[racket] datum<->syntax with same context, yet "unbound identifier"

From: Robby Findler (robby at eecs.northwestern.edu)
Date: Wed Nov 21 09:53:47 EST 2012

On Wed, Nov 21, 2012 at 8:33 AM, Greg Hendershott
<greghendershott at gmail.com> wrote:
>> The lexical context you're picking up to put on #'args in the lam
>> macro is the context that's sitting on the parentheses in the first
>> argument to 'lam' in the body of 'expand-to-lam'. that context has no
>> "x" bound.
>
> OK, that explains why x is not bound. Thanks!
>
>> This is the trouble with these kinds of macros: you have to be careful
>> to propagate the correct lexical information thru. In this case, you
>> can either change expand-to-lam to carry its argument's lexical
>> context onto that open paren there or you can change lam to use a
>> different spot to get its lexical information (one that's already
>> being carried thru, eg the context on the actual variables for
>> example).
>
> I want lam to be usable by other macros without the latter needing to
> cooperate explicitly; I want them to "just work". So I prefer the
> second way.

In general when you are picking and moving around lexical context like
this then macros won't "just work", I'm sorry to say. They will need
to be aware of which part of the context is being picked up. Best you
can hope for is "mostly just work". :)

> But isn't that what I'm already doing by supplying #'args to datum->syntax?
>
>   (datum->syntax #'args (append (syntax->datum #'args)))
>
> I don't see how else to get "the context on the actual variables". The
> only other choice seems to be `stx', which also doesn't work.

Syntax objects are ordinary datums (a list in this case) paired with
lexical context information (and other information like src locs, but
lets ignore that part for now). In this case, if you remove the
lexical information (using syntax-e, which is a primitive operation
and one you should build your mental model on) and extract the datum
inside, you'll find that it is a list [*] of syntax objects, one for
each variable. The lexical information on the outer list structure can
be different than the lexical information on those objects inside.

[*]: sometimes you'll get a pair where the cdr position is a syntax
object that wraps another pair (or list) instead of just a list, tho.

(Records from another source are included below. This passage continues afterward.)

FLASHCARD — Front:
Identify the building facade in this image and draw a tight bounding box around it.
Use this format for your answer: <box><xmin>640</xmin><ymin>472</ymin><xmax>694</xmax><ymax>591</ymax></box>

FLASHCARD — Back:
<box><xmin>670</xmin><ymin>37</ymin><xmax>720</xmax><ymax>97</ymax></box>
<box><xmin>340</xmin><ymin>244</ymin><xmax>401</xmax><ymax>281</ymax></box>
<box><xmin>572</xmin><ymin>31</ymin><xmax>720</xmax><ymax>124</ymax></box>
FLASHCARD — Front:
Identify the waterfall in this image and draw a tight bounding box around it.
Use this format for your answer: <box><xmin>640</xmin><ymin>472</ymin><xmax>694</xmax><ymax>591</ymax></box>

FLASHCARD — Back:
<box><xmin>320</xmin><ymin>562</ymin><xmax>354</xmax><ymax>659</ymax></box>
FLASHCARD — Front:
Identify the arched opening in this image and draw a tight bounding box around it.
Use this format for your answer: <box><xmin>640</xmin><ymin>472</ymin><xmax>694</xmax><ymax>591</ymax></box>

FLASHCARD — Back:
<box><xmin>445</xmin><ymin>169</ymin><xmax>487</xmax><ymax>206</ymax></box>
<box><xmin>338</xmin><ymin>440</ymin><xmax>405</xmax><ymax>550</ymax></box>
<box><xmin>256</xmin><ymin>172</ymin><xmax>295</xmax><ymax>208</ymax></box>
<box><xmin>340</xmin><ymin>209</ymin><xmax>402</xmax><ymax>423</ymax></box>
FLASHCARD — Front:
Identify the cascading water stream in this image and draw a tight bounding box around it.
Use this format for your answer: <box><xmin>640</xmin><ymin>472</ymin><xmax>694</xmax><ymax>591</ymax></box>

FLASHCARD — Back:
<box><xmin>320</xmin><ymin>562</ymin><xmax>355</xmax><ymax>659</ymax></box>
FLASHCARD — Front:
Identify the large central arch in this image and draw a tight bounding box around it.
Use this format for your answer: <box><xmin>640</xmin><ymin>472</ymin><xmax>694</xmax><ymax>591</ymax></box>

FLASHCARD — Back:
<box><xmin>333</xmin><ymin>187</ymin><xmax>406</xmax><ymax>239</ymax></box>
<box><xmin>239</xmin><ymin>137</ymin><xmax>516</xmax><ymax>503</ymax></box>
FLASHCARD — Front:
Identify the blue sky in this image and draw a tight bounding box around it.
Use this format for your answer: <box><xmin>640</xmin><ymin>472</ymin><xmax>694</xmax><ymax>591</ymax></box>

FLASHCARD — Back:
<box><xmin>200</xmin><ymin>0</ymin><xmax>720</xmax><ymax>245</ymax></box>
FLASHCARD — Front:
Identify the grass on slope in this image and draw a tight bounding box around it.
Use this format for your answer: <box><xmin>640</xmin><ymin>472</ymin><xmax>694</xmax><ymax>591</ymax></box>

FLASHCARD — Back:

>> The model in the JFP paper should shed some light on this, I hope. (I
>> seem to recall you looking at that before?)
>
> I did read it and found it helpful to appreciate what the Racket macro
> system has to do and how. But I guess I didn't grok it enough to be
> able to apply it, here. The lightbulb is flickering but not really on,
> yet.

The macro you've written is actually runnable in the model, I think.